Despite the regulatory headwinds, the U.S. Treasury Department has accepted 272 CFIUS notices and 164 declarations in 2021, a year after the regulations implementing the Foreign Investment Risk Review Modernization Act (FIRRMA) were finalised. The 2018 act further empowered the president and CFIUS to combat national security risks arising from certain non-controlling foreign investments and real estate transactions involving foreign persons.

“What is interesting is that the most significant number of notices were from Chinese investors,” Hamid of Rimon Law says of the 2021 CFIUS statistics.

According to the U.S. Treasury, last year Chinese investors filed 44 notices, accounting for 16.5 percent of the total volume, more than double of that in 2020, dwarfing America’s close economic allies Canada and Japan to top the chart.

Even throughout the three years from 2019 to 2011, during which the Sino-U.S. trade tussle and diplomatic sabre-rattling frosted the countries’ ties, Chinese investors have filed the second-highest number of notices at 86, only trailing investors from Japan but ahead of those from Canada, Britain and France. Of the Chinese notices, the vast majority – or 91 percent - were filed from the finance, information and services and manufacturing sectors.

“Not all China deals are being blocked by CFIUS contrary to popular perception,” Hamid adds.

CFIUS said no notices were rejected in 2021, although 74 were withdrawn. Most parties involved refiled a notice after adopting mitigation measures identified by CFIUS, with those in two instances abandoning the transactions outright. The geographical breakdown of these instances, however, is unclear.

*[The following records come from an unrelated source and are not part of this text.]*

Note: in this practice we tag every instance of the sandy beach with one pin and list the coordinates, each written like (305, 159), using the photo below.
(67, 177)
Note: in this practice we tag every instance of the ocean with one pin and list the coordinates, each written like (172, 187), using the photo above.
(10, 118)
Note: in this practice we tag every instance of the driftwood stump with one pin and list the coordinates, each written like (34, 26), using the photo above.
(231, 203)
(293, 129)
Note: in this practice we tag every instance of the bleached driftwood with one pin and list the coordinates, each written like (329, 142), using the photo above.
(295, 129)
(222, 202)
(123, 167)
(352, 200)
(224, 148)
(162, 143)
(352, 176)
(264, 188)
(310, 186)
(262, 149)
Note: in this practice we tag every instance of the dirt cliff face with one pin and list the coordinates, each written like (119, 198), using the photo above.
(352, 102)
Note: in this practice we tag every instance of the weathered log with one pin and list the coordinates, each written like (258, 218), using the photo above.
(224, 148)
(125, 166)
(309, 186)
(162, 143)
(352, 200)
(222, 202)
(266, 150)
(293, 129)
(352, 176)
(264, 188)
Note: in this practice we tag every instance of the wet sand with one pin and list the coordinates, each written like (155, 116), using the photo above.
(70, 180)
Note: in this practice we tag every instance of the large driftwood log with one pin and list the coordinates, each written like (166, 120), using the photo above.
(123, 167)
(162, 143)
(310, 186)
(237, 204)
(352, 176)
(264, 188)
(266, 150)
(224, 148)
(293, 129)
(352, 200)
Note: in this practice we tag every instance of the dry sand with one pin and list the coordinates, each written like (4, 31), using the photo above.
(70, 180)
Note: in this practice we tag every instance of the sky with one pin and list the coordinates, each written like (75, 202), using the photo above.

Yet, Hamid strikes a cautious tone, calling the Biden executive order a “good wake-up call” for investors from China and other Asian jurisdictions to perform appropriate CFIUS due diligence early in their acquisition or investment deals.

“CFIUS has been reviewing Asian and other investors from countries outside of China to see if they have relevant third-party ties with China, including joint ventures, supply chain, or key customer relationships that can be leveraged by the Chinese government to seek insights into U.S. investments,” notes Hamid.

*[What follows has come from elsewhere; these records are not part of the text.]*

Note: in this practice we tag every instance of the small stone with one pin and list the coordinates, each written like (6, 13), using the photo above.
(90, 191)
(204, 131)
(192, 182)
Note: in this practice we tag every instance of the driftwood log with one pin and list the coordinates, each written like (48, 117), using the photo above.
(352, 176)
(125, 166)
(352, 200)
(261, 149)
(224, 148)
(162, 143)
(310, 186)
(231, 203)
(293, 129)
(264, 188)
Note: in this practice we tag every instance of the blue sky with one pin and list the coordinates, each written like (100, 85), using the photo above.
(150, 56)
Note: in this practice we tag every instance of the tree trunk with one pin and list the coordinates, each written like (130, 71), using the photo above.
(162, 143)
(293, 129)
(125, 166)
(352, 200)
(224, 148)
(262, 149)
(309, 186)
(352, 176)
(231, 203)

“National security risks need to be identified so that such investors can account for CFIUS concerns as part of the cost-benefit assessment of the deal,” adds Hamid. “Asian parties may even need to consider whether investments need to be restructured so that they are passive in nature and avoid triggering CFIUS jurisdiction altogether,” he adds.

Essential to a successful CFIUS filing, he stresses, is lawyers’ ability to advocate in a clear and deliberate manner their clients’ position to alleviate any potential concerns that CFIUS may have.

“This requires the attorney making the effort to understand the business rationale and mechanics of the deal and then articulating to CFIUS why the deal helps, rather than harms, U.S. interests,” explains Hamid.